What both Mantle and Lever have in common is that they are journalists who have followed their respective stories as they unfolded, and the content of their books is undeniably interesting. Other journalists are almost certainly compiling books about BCCI and the Maxwell scandal. But books are more than a series of extended newspaper articles between hard covers, and they should have been told so by their editors. Michie, on the other hand, has certainly written a useful book, but the reader looks in vain for life and colour, for the romance of the City.
The City, some might say, is at a turning-point, but what the reader of Michie’s book will realise is that there have been frequent turning-points in the City’s history. It has adapted and survived, supported by a critical mass of experience, expertise and resources, all of which still exist. On the whole, scandal does not stalk the streets. On the whole, the City renders valuable service, not only to clients but to the country.

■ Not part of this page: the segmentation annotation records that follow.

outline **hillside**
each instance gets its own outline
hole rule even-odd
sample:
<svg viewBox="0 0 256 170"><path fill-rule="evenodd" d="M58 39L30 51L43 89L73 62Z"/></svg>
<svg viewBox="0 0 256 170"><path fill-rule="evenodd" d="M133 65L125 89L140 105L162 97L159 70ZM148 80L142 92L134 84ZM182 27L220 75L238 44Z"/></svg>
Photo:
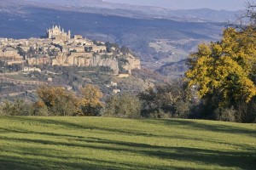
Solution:
<svg viewBox="0 0 256 170"><path fill-rule="evenodd" d="M255 124L0 117L0 169L253 169Z"/></svg>

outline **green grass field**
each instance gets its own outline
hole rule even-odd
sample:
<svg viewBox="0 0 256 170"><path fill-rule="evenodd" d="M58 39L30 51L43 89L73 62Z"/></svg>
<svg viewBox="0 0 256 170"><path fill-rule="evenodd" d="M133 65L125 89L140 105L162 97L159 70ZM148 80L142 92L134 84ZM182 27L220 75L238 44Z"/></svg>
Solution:
<svg viewBox="0 0 256 170"><path fill-rule="evenodd" d="M0 117L0 169L256 169L256 124Z"/></svg>

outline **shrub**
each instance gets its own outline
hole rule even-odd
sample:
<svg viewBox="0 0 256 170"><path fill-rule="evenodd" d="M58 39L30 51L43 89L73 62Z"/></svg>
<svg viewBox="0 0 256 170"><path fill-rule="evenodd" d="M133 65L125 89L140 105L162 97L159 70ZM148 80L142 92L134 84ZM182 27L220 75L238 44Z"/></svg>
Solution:
<svg viewBox="0 0 256 170"><path fill-rule="evenodd" d="M137 97L127 93L116 94L107 99L104 116L138 118L141 116L141 107Z"/></svg>
<svg viewBox="0 0 256 170"><path fill-rule="evenodd" d="M231 108L217 109L215 110L216 119L224 122L236 122L236 110L232 106Z"/></svg>

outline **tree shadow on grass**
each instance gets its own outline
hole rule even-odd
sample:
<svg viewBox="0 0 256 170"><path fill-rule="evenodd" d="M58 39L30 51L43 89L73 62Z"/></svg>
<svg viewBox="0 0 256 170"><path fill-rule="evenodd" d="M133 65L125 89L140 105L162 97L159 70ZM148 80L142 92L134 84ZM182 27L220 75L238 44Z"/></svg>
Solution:
<svg viewBox="0 0 256 170"><path fill-rule="evenodd" d="M76 128L76 129L96 129L99 131L105 131L106 133L125 133L128 135L144 135L150 136L148 133L137 133L131 132L126 130L119 130L113 128L106 128L99 127L92 127L87 125L79 125L76 123L67 122L65 121L55 121L55 120L48 120L48 119L32 119L30 117L10 117L11 119L15 118L20 121L29 121L36 122L42 124L55 124L64 126L66 128ZM245 133L249 136L254 136L255 131L246 129L242 128L235 128L232 126L225 125L209 125L202 122L189 122L183 120L159 120L156 121L157 123L163 123L165 125L177 125L178 126L187 126L189 128L195 129L204 129L207 131L212 132L219 132L219 133ZM3 132L7 131L8 129L2 128ZM59 134L55 133L44 133L44 132L26 132L26 130L10 130L13 133L38 133L43 135L50 135L50 136L58 136L60 138L72 138L70 142L62 142L62 141L52 141L46 139L32 139L26 138L7 138L1 137L0 139L6 141L15 141L20 143L34 143L36 144L53 144L53 145L63 145L67 147L76 147L79 150L83 149L94 149L104 151L112 151L116 153L129 153L134 155L139 155L141 156L150 156L155 157L158 159L165 160L176 160L180 162L190 162L199 165L218 165L221 167L226 167L230 168L241 168L241 169L254 169L256 167L256 153L253 148L250 148L252 150L247 151L230 151L230 150L207 150L200 148L192 148L192 147L167 147L167 146L157 146L150 145L147 144L139 144L139 143L131 143L131 142L124 142L117 140L109 140L103 139L99 138L85 138L83 136L76 136L73 134ZM154 135L153 135L154 136ZM171 137L170 137L171 138ZM174 136L173 138L177 138ZM185 138L179 136L180 139ZM254 148L255 149L255 148ZM23 149L22 149L23 150ZM24 149L25 150L25 149ZM26 150L29 150L29 148ZM25 152L26 153L26 152ZM26 153L28 155L32 155L32 152ZM38 153L38 156L44 156L43 153ZM44 155L45 156L50 157L50 156ZM61 156L57 156L58 159L65 160L67 157L63 157ZM31 158L20 158L15 156L2 156L0 158L0 167L1 169L47 169L43 168L44 164L44 160L33 160L30 162ZM147 166L143 165L133 165L132 163L122 163L122 162L104 162L102 160L87 160L88 158L84 158L84 162L66 162L60 161L62 163L63 167L66 167L71 169L122 169L127 167L127 169L150 169ZM37 162L42 164L42 166L37 166ZM58 163L54 161L47 161L49 165L55 165ZM26 162L28 164L26 165ZM30 164L30 162L32 162ZM103 162L103 163L102 163ZM46 162L47 163L47 162ZM29 165L30 164L30 165ZM35 165L34 165L35 164ZM41 165L40 164L40 165ZM112 166L109 166L111 164ZM14 166L14 168L9 168L9 166ZM24 167L25 166L25 167ZM26 168L26 167L28 167ZM29 167L31 166L31 167ZM24 168L23 168L24 167ZM42 168L41 168L42 167ZM48 167L48 166L46 167ZM85 167L85 168L84 168ZM130 167L130 168L129 168ZM61 167L57 167L56 169L61 169ZM154 166L151 169L185 169L183 167L165 167L165 166ZM49 169L54 169L52 167L49 166ZM63 169L63 168L62 168ZM66 168L67 169L67 168ZM192 169L192 168L189 168Z"/></svg>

But it can no longer be as self-regarding as it once was. A government which encourages a mass shareholding public is a government which has some responsibility to that public for ensuring that there is a level playing-field. On the other hand, the Government has encouraged mass participation partly because it will be profitable for its supporters to become involved: it must therefore take care that it does not, through over-regulation, drive this very business away. A line was drawn in 1985 with the passing of the Financial Services Act and the consequent setting-up of the Securities and Investments Board and various self-regulating agencies, but the results have not been wholly happy and adjustments are being made. Lloyd’s, too, will probably have to change. The question is, who will judge between baby and bathwater.